Open mratsim opened 3 years ago
So at first I thought it was setZero
used in parallel region and so that couldn't be parallelized or we would have too many threads.
But then for this script
import ../src/arraymancer
# Learning XOR function with a neural network.
proc main() =
# Autograd context / neuralnet graph
let ctx = newContext Tensor[float32]
let bsz = 32 # batch size
let x_train_bool = randomTensor([bsz * 100, 2], 1).astype(bool)
let y_bool = x_train_bool[_,0] xor x_train_bool[_,1]
let x_train = ctx.variable(x_train_bool.astype(float32))
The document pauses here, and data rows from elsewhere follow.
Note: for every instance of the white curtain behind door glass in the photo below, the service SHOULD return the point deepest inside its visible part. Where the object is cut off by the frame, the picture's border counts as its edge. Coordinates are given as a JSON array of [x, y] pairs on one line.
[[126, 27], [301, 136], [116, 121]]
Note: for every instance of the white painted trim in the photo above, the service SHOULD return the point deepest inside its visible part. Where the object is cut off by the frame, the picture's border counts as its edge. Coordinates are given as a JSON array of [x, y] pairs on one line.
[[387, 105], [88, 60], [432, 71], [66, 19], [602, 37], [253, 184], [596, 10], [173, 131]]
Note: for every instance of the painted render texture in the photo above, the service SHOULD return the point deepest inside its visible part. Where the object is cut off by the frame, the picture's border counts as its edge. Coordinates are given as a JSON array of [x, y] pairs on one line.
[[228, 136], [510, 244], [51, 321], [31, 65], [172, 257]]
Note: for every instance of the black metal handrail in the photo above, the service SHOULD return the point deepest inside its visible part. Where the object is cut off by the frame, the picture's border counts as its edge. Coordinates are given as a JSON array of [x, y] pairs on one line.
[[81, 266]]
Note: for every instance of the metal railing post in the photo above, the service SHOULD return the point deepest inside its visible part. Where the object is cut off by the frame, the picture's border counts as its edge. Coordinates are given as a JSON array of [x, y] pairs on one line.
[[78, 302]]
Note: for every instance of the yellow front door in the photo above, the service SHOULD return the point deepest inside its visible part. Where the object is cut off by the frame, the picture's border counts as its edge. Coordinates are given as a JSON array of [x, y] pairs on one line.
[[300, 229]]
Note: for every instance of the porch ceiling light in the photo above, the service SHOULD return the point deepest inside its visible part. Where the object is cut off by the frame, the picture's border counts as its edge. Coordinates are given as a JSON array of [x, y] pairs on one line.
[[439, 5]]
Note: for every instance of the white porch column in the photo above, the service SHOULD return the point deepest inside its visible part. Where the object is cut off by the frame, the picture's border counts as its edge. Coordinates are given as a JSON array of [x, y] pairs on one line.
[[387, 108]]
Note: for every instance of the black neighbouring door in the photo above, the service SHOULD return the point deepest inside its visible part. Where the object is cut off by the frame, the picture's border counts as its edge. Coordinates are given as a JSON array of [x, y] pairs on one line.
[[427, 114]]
let y = y_bool.astype(float32)
# We will build the following network:
# Input --> Linear(out_features = 3) --> relu --> Linear(out_features = 1) --> Sigmoid --> Cross-Entropy Loss
let layer_3neurons = ctx.variable(
randomTensor(3, 2, 2.0f) -. 1.0f,
requires_grad = true
)
let classifier_layer = ctx.variable(
randomTensor(1, 3, 2.0f) -. 1.0f,
requires_grad = true
)
# Stochastic Gradient Descent
let optim = newSGD[float32](
layer_3neurons, classifier_layer, 0.01f
)
# Learning loop
for epoch in 0..10000:
for batch_id in 0..<100:
# minibatch offset in the Tensor
let offset = batch_id * 32
let x = x_train[offset ..< offset + 32, _]
let target = y[offset ..< offset + 32, _]
# Building the network
let n1 = relu linear(x, layer_3neurons)
let n2 = linear(n1, classifier_layer)
let loss = n2.sigmoid_cross_entropy(target)
We have:
which I suspected might be due to nested parallelism here: https://github.com/mratsim/Arraymancer/blob/bdcdfe13e47d3f6e0c5247e16640e45982b83ecc/src/arraymancer/nn_primitives/nnp_sigmoid_cross_entropy.nim#L49-L51
but even rewritten with map-reduce fusion and ultimately serial we're still stuck in those barriers for seemingly no reason. https://github.com/mratsim/Arraymancer/blob/979f5d5894ec225220f4ec3c02d248a1b1eb7131/src/arraymancer/nn_primitives/nnp_sigmoid_cross_entropy.nim#L44-L57
Then seemed like copyFromRaw
was the biggest culprit left.
I'm unsure if the issue is in misuse of OpenMP parallel sections or tied to OpenMP design but we are clearly reaching its limits. I suspenct Facebook came to the same conclusion in PyTorch and introduced their C10 threadpool or Halide with their custom threadpool.
AKA, we likely need to introduce Weave sooner than later as OpenMP doesn't cut it and is also hard to debug/profile (and a pain to install on Mac).
The following bench, reduced to only call
linear
which is just a thin wrapper around BLAS, takes 1.6s without-d:openmp
and 15s with-d:openmp
It seems like the machine stalls on OpenMP barriers. Also it seems like the more core you have the more problematic it is.